12 Feb 2021

What is The Best Interest Duty?

Based on recommendations from the Royal Commission and coming into effect from the 1st of January 2021, the Best Interest Duty is a statutory obligation for mortgage brokers to act in the best interest of their clients and to prioritise their interests when providing credit assistance.

That’s not to say that prior these guidelines coming into effect brokers were not acting in the best interests of their clients, it is just that now there is legal framework in place to clearly identify how brokers are required to conduct business.

What Does the Best Interest Duty mean for consumers?

As mortgage brokers are bound by the Best Interest Duty and obliged to act in your best interest, this is yet another compelling reason to engage the services of one. Being legally required to act in their clients’ best interest gives the applicant peace of mind that they are being served well, if indeed you needed further evidence that brokers are a sound avenue to secure a loan application.

The Best Interest Duty does not apply to banks.

Brokers are obliged to provide information across the lending market to aid you in choosing an appropriate product in line with your short, medium and long term goals. This means comparing products from a suite of lenders. Conversely, banks are only at liberty to sell you their products and therefore are acting in their own interests when they seek to sell you those products.

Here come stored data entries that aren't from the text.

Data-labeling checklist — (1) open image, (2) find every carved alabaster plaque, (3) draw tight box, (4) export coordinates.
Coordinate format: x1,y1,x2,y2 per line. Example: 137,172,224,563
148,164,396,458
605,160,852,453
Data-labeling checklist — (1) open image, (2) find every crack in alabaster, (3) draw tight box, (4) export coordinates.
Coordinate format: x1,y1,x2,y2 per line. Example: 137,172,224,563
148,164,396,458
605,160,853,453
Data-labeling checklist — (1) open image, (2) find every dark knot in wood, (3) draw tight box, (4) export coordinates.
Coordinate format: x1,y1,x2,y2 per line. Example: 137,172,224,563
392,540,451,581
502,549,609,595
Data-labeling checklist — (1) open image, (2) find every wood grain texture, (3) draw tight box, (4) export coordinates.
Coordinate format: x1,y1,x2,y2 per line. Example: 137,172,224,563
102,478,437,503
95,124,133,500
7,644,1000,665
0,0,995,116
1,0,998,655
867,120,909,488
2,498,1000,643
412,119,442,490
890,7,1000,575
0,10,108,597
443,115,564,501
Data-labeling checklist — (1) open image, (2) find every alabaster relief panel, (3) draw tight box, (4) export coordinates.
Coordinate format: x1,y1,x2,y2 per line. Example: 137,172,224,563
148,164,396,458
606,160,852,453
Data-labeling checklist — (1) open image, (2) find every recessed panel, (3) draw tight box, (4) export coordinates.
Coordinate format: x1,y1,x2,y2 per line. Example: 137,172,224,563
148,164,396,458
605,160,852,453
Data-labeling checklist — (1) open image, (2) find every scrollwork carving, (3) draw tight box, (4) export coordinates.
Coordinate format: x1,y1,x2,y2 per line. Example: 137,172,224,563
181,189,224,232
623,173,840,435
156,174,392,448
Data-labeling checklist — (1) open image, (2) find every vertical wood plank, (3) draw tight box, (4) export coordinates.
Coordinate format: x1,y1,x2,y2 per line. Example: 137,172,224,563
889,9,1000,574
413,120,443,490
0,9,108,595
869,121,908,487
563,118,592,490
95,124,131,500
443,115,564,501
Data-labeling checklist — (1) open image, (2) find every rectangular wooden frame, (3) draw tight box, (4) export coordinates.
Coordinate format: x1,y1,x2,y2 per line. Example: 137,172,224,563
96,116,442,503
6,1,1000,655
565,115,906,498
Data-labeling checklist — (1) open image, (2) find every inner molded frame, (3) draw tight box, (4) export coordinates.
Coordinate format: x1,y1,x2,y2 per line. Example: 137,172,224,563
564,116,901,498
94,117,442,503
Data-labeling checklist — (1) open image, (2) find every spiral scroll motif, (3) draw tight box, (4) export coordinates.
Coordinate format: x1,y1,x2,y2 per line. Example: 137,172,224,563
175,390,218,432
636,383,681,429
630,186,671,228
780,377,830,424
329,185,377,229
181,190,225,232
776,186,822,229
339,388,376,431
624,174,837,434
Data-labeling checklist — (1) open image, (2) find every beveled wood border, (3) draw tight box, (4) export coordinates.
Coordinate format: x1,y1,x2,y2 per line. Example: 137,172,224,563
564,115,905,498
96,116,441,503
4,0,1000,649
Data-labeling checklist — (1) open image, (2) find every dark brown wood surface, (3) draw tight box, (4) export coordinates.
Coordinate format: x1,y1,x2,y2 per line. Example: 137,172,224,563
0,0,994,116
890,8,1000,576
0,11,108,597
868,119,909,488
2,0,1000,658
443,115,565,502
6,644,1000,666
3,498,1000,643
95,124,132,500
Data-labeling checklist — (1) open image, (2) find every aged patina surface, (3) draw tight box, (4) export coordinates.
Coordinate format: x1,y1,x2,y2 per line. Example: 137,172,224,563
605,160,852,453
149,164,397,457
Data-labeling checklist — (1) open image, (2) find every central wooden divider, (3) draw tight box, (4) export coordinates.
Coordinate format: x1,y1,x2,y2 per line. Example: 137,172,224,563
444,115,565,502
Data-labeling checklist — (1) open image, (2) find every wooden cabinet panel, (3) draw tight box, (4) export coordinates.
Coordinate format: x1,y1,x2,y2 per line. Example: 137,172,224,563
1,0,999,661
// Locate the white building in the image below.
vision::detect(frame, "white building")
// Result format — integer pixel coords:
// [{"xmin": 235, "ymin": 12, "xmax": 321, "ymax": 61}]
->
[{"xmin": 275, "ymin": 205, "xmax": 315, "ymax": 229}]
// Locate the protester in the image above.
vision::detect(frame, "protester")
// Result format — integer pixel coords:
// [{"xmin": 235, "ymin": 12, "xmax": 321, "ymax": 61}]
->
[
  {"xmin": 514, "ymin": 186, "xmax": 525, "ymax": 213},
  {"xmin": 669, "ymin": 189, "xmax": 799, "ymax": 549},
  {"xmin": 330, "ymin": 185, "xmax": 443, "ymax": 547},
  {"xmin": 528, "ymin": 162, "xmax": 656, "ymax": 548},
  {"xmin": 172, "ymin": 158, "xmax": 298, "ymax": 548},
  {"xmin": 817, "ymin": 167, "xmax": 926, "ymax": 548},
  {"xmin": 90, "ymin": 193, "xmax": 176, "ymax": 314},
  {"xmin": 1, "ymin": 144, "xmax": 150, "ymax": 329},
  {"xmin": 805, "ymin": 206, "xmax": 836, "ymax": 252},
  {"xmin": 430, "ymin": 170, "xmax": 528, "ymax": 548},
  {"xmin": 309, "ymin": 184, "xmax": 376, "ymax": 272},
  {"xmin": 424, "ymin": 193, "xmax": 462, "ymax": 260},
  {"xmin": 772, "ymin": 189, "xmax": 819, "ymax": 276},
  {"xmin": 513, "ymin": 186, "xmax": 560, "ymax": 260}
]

If a client approaches their bank for a new loan and the most suitable product they have available is not as cost effective as another institution, they are not bound to let that client know of the cheaper alternative. Brokers however are legally bound to do so.

How do Brokers Comply with Best Interest Duty?

The key steps mortgage brokers use to establish what is in the customer’s best interest:

  • Information gathering: Brokers must inquire as to the consumer’s unique circumstance, objectives and financial situation, their goals and loan features they consider important.
  • Individual assessment: Brokers will then consider available products that are relevant to the consumer and what is in line with their best interest.
  • Presenting information and recommendations: The broker will then make recommendations reflective of the consumers goals and requirements that are in alignment with their circumstance. Present recommendations and information that is consistent with their best interests. Educate the consumer to make informed decisions about their potential loan product. Assist the consumer in appropriately applying for the credit facility they have chosen.

It’s unlikely you will see any drastic changes in the way you do business with your broker when you take out your next loan application. However, you may notice that more questions are asked, more documentation is requested and an average finance meeting is markedly longer than you previously experienced. But don’t misinterpret this as your broker trying to make your life difficult – on the contrary – it means they are acting in your best interest.